With $1 million of his $1.4 million contract for this season already guaranteed, Robinson is basically a lock to make Miami’s regular-season roster. The rest of his deal becomes guaranteed if he’s still on the Heat’s roster at midseason.

What does the Heat like about Robinson’s game?

The three-point shot is No. 1. Coach Erik Spoelstra called the 6-7 forward “one of the best shooters on this planet.”

“He just has to prove it now,” Spoelstra said. “He has put in the work, he has put in the sweat, he has put in the grind. He’s a Miami Heat player. He is hungry, driven, ambitious. That stroke, three-point shot is not there by accident. There’s a lot of hours behind the scenes when no one is watching. Now he just has to put it to the wood when the games count. I think he’s ready for that.”

Robinson, 25, made just 10 of 35 threes (28.6 percent) in the 15 NBA games he played last season. But he averaged 21.4 points on 51.4 percent shooting from the field and 48.3 percent shooting on threes, 4.3 rebounds and three assists in 33 games for the Skyforce.

Robinson has made 5 of 16 threes over the Heat’s first two preseason games, and he has started in both.

During Jimmy Butler’s introductory press conference with the Heat last month, he took a moment to compliment Robinson’s shooting ability.

“Duncan can shoot the hell out of the ball,” Butler said. “Incredible shooter”

The Heat has confidence in Robinson’s game, and that support has helped him in his transition to the NBA after going undrafted out of Michigan in 2018.

“It means a lot. I feel it from everywhere,” Robinson said. “The confidence that this locker room and this coaching staff has in me, that’s huge. Just knowing that those guys have your back and are supportive, and want you to be aggressive. I obviously have a belief in myself, as well.
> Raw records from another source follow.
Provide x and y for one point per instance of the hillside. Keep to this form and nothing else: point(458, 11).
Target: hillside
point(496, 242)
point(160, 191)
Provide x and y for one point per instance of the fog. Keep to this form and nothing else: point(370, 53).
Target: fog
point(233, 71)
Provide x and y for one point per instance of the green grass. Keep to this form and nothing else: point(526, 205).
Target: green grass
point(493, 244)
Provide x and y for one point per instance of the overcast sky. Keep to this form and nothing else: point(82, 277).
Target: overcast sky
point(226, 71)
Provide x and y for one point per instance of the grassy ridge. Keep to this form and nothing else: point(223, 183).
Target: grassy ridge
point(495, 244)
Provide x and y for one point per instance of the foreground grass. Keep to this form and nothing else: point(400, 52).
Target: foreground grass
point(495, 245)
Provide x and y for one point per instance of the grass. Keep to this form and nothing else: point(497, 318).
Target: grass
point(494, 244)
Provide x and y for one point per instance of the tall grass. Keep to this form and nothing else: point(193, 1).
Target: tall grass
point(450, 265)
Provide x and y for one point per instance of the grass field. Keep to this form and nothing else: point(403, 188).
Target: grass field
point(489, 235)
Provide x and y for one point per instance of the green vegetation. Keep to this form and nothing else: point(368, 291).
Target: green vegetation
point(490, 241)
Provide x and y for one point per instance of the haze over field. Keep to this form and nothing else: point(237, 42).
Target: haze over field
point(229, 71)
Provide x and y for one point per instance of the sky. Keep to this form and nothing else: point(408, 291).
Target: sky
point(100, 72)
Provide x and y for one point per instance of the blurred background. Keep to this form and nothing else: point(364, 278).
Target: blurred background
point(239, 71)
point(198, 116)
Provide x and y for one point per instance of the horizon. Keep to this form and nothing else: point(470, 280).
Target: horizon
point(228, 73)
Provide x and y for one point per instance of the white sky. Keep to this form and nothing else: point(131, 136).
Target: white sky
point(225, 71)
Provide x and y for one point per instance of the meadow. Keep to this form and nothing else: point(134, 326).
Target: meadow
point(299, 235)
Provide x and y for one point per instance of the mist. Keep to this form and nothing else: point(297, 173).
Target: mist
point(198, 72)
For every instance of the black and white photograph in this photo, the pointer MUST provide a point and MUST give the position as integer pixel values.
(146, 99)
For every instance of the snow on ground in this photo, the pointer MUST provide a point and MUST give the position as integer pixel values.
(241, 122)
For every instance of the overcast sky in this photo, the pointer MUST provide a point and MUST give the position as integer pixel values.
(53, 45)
But it’s nice to know those guys are in my corner, too.”

Robinson knows three-point shooting isn’t enough to get NBA minutes, though. He has added 15 pounds since last summer and is now at 215 pounds.

That added weight has helped him become a more sturdy defender against bigger players. Among the other things the Heat wants to see from Robinson moving forward: that he can keep defenses off balance with the dribble and make plays for his teammates, and that he has improved as a rebounder.

“He has put on 15 pounds, literally of muscle,” Spoelstra said. “He probably looks as visibly different from the last day of the season to now as anyone on our roster. That’s a credit to him spending his whole summer with [Heat strength and conditioning coach] Eric Foran, worked on his diet, worked on the weights four days a week hard. ... That’s going to help him defensively, it’s going to help him against bigger players, and it’s helping with his confidence.”

That added weight is also going to help Robinson stick around the NBA. After moving between Miami and Sioux Falls last season, he’s ready to settle down in one spot.

“Definitely getting more and more comfortable with Miami,” Robinson said with a smile. “It’s nice to be able to settle in and unpack your bags.”

Heat guard Dion Waiters was away from the Heat on Sunday for the third consecutive day due to personal reasons. But Spoelstra expects Waiters to play in Monday’s game against the Hawks.

Spoelstra expects forward James Johnson to be available for Monday’s contest, despite Johnson only rejoining the Heat on Friday after being sent away at the start of training camp due to conditioning issues.

Heat forward Udonis Haslem missed Sunday’s practice due to a sprained left wrist. Haslem is expected to be out for about a week.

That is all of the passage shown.